At the center of Jo Knowles’ See You at Harry’s is Fern, who is about to embark on her first year of middle school.
On the first pages of the novel, Fern reflects on a childhood memory of her mother reading to her from Charlotte’s Web. Once finished, her mother asks:
“Do you know why I named you Fern?”
I nodded, looking at the drawing of the girl on the cover of the book.
“Why?” she asked.
“Because Fern is one of your favorite characters?”
“And why is that?”
“Because Fern cares,” she said. “From the moment you were born, I could tell you had a special soul. I knew you’d be a good friend. A hero.”
Indeed, her mother was right. At age twelve, Fern is compassionate and sensitive, still figuring out her place in a day-to-day world that keeps on changing.

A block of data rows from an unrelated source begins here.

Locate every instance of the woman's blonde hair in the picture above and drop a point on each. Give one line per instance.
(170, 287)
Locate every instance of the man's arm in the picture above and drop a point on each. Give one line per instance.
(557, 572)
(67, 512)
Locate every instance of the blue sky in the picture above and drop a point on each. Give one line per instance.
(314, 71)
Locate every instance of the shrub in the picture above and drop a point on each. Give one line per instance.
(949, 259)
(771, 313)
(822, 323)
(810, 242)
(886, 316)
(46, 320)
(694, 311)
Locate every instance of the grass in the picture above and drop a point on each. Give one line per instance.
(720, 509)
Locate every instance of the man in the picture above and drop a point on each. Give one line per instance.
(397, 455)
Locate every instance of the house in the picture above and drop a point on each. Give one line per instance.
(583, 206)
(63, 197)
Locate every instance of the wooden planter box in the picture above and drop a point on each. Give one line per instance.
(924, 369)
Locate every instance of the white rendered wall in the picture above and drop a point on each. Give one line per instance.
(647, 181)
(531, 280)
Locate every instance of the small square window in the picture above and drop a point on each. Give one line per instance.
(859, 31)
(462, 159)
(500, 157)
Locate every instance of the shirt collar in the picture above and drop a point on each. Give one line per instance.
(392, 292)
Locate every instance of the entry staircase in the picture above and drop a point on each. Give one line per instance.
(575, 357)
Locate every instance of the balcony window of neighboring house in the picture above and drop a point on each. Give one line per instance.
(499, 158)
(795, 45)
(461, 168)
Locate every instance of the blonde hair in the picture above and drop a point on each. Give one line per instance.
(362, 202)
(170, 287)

Set against the backdrop of the family’s restaurant, the novel follows several threads and family dynamics. Fern’s father is absorbed in rebranding the restaurant (Harry’s), which sweeps the entire family into an embarrassing marketing effort. To cope, Fern’s mother grows distant and often retreats from the family in order to meditate. Her older sister Sara recently finished high school and now lives at home while working at the restaurant, and her high-school-aged brother Holden is exploring his sexual orientation and dating. Finally, there is Fern’s rambunctious baby brother Charlie, who becomes the unwitting and adorable face of the family restaurant. Each fills Fern’s time between school, homework, and helping at the restaurant with moments of family drama that range from genuine laughter to barely contained annoyance and everything in between.
When sudden tragedy strikes, Fern must find a way to deal with guilt, regret, and a wracking grief that will forever change her family. It’s this emotional journey and the strength of her character that truly earns her the title of hero.
Parents should know that Fern – just like many her age – deals with complex issues in the course of the novel: discrimination and bigotry, bullying, the death of a family member, and grief. But there is also solidarity, friendship and love in a family that is far from perfect. Through Fern’s first-person narration, Jo Knowles deftly and beautifully gives voice to unspeakable grief and heartache in a way that is convincing, affecting, and true.
Not all readers may be ready for this book, but those who want to be immersed in another’s feelings and struggles will find that though See You at Harry’s has a heavy heart, it is well worth its weight in emotional truth: the struggle of guilt and grief, the bonds of family, the power of being a friend, and the hope found in moving forward one day at a time.